Epithelial cells are among the most abundant cells in the body. The researchers knew from established research that these cells act a bit like first responders and provide healing to the gut. “We could see that they were producing a lot of mucous that helps to potentially flush down the microbes that are triggering inflammation. But the ‘aha moment’ for us was that actually there’s a dual function in these cells,” she said.
They could see in the transcriptional profile a significant production of chemokines (a family of proteins that play a role in the body’s immune responses) and major histocompatibility complex class II molecules (cell surface proteins involved in the body’s immune response), and the epithelial cells seemed to attract neutrophils and monocytes and to interact with certain T cells — adding to the cycle of chronic inflammation.

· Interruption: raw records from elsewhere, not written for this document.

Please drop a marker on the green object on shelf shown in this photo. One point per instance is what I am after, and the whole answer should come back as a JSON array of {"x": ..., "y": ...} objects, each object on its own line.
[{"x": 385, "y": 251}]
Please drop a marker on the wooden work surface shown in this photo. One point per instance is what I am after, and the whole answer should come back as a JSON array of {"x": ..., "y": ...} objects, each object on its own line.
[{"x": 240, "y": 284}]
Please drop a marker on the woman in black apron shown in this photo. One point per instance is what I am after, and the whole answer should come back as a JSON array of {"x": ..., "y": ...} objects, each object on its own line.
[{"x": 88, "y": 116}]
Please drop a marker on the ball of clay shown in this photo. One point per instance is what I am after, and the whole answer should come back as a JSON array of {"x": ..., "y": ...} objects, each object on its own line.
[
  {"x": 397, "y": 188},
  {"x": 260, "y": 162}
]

“I think for a lot of us, this was a surprise because we think of epithelial cells as more like a barrier, just a passive player in, for example, inflammatory bowel disease,” said Elmentaite.
In addition to reporting their findings on epithelial cell metaplasia, the researchers processed 12 GI disease datasets, including celiac disease, Crohn’s disease, GI-related cancers, and ulcerative colitis.

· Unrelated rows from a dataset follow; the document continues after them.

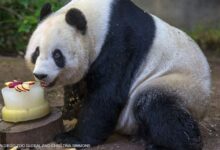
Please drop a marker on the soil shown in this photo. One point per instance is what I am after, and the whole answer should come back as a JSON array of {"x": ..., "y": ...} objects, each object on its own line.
[{"x": 14, "y": 68}]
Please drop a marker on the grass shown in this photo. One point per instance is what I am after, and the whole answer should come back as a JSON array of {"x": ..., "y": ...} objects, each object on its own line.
[{"x": 208, "y": 39}]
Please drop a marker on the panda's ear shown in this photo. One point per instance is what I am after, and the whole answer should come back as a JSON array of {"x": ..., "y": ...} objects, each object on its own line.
[
  {"x": 76, "y": 18},
  {"x": 45, "y": 11}
]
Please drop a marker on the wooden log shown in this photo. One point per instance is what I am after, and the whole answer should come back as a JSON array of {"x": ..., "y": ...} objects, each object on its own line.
[{"x": 39, "y": 131}]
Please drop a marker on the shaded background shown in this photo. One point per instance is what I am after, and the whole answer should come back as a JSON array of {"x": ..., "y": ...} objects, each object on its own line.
[{"x": 199, "y": 18}]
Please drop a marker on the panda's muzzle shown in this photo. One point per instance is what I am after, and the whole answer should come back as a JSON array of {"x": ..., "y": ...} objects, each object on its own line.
[{"x": 40, "y": 76}]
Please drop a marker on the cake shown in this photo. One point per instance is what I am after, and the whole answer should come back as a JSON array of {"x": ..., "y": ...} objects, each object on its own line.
[{"x": 23, "y": 101}]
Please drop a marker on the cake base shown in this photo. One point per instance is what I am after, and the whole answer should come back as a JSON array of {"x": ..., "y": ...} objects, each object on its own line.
[
  {"x": 25, "y": 114},
  {"x": 39, "y": 131}
]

A Gut Cell Atlas for the People (Well, Scientific People)
“The Gut Cell Atlas is usable for everyone, and everyone has a chance to contribute,” said Elmentaite. But 1.6 million cells is only a start and more data are needed, she said, and efforts are being spearheaded at the broader Human Cell Atlas project to collect it. There are also efforts to get all researchers using the same cell annotation, research-wide standards that will make the atlas truly usable for everyone.
Keith Summa, MD, PhD, assistant professor of medicine in the Division of Gastroenterology and Hepatology at Feinberg School of Medicine, Northwestern University, Chicago, focuses much of his work on inflammatory bowel disease as well as disorders of the gut-brain interaction. He conducts basic and translational research using experimental models of intestinal inflammation.
At Northwestern University, they have a tissue biorepository. It includes colon and intestine tissue samples from healthy individuals as well as individuals with different disease states. “One potential area where I could see this being a useful tool for us is that we could utilize the Gut Cell Atlas in the analysis of our tissue samples to see if we find commonalities between what’s described in the atlas and then what we’re observing,” said Summa, who was not involved in the UK-based project.
He said Northwestern University’s biorepository has details about what medications people were on and the extent and severity of their disease.
“We may be able to utilize the Gut Cell Atlas to help us look at specific factors in terms of how people are responding to different treatments, how different cell types are affected by different treatments, or how they are active or not active in different severities of disease. It may help us provide more precision to our understanding of these different conditions,” said Summa.
He also noted how GI specialists use “Crohn’s disease” as a single diagnosis, “but that encompasses a pretty wide spectrum of phenotypes and behaviors,” he said. “I think looking at such a cell-specific level may help to better identify some of the different pathways that are active and the different phenotypes or behaviors of this disease.”
Next Step: Visualize It in a Three-Dimensional (3D) Space
The next stage for Elmentaite and her colleagues is to evolve the 2D map into a 3D map so they can visualize which cells are where and how they are organized in space.
“The next step, which I think is super exciting, is understanding how these cells depend on each other,” she said. “Really functionally understanding if some of them are essential and others are not. And doing AI modeling to understand what we can learn from this vast amount of data that we’re generating. And of course, that includes how we use this knowledge to create precision therapies.”